Christopher Bernard’s novel Amor I Kaos: Installment 4
—But they are. Even beyond the last hope of imagining. For example: ecstatic redemption. Love given, love received, in mutual rhythms of thrill and calm. Freedom without despair. Youthfulness without stupidity or disintegration. A quiet doom. Those fledglings out of the pocket of whatever had been lost without any hope of being found. Though it seems to be too much to ask for. In its own demented and almost criminal heat. —Well. One always lives several lives in parallel, you slip between them, one to the other, fragments that never quite bind into a completely satisfying whole. So we lie to ourselves via the cerebral cortex, medulla, amygdala, brain stem, the requirements of grammar, and our various talents, such as they are, for story-telling, until the whole thing seems to hang together, More or less.
—Like Lincoln’s assassins.
—The truth (ignoring the cocky provocation) being too much of an appalling and humiliating mess to be borne, it’s quite beneath our dignity. Lincoln indeed.

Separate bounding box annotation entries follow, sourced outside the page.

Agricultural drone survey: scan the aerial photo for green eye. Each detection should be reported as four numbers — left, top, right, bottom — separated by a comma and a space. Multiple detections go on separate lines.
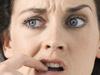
66, 16, 86, 28
24, 17, 44, 29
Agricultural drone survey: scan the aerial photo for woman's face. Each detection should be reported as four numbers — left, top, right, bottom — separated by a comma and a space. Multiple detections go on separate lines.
5, 0, 99, 75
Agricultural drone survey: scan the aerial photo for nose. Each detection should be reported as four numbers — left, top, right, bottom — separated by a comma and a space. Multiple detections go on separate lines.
43, 41, 65, 50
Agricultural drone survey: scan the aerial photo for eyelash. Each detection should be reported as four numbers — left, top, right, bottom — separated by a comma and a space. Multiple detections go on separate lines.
65, 15, 88, 28
23, 15, 87, 29
23, 16, 45, 29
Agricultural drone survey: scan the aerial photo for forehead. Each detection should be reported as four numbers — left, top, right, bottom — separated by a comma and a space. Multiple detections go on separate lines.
13, 0, 95, 12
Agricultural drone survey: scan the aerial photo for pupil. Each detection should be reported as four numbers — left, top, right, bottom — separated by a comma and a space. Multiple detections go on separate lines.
70, 18, 77, 26
29, 20, 36, 26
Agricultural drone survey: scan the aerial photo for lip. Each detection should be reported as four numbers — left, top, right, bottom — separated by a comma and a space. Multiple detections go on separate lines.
40, 59, 65, 69
36, 59, 66, 75
37, 71, 63, 75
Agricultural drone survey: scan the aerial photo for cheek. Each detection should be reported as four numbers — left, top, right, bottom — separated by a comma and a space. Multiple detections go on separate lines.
12, 36, 40, 56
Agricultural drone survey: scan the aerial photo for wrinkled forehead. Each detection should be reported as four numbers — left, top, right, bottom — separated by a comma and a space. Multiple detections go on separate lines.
14, 0, 95, 11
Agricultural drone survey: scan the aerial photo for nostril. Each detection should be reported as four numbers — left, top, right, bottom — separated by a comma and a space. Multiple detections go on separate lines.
58, 46, 63, 49
46, 45, 50, 48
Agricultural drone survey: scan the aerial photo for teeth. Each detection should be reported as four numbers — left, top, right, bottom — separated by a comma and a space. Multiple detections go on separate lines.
46, 63, 61, 68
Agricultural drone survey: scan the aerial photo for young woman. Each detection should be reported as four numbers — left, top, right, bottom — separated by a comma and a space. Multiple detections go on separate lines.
0, 0, 100, 75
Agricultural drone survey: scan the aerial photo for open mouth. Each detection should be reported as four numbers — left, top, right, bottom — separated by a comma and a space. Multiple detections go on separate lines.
42, 61, 64, 72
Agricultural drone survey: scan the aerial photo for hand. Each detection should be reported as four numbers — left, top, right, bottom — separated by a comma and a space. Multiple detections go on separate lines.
0, 55, 47, 75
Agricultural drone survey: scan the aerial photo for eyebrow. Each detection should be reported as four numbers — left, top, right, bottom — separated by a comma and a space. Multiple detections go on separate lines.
20, 4, 92, 15
67, 4, 92, 13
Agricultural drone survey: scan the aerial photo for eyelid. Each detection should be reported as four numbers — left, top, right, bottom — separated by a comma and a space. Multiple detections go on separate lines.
65, 14, 88, 29
23, 15, 45, 24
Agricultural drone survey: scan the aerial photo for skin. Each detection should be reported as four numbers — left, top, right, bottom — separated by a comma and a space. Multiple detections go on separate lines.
1, 0, 100, 75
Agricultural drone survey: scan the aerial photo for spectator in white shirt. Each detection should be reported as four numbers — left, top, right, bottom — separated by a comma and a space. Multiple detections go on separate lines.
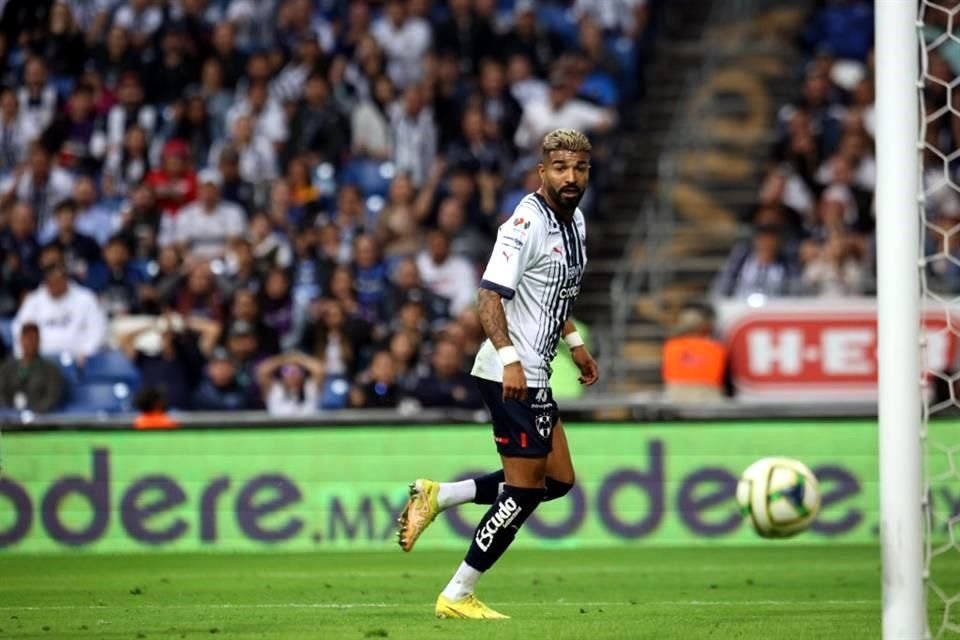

—So I take what I can use and …?
—… and lock the rest in a back cupboard. Never throw any of it away, of course, you never know when it will become handy. But for heaven’s sake, don’t take it seriously, it will make you suicidally depressed, and what is depression but a pointless sorrow, one that does not even let you weep. And tears are sorrow’s gift, its peculiar pleasure. No. Keep truth under a strong hand and never let it forget who is the boss. You . . .
—Me?
—No. Let me repeat. Keep truth, etc., never let it, etc., who is the boss. Full stop. This side transcendence.
—And what is that, Herr Professor, she asked innocently. Not truth?
He looked at her evasively.
—Again, no. An old and terrifying yet reassuring dream of what might be if only we could shape the world’s anarchy into something like the heart’s enchantment. Though that was not what you had said.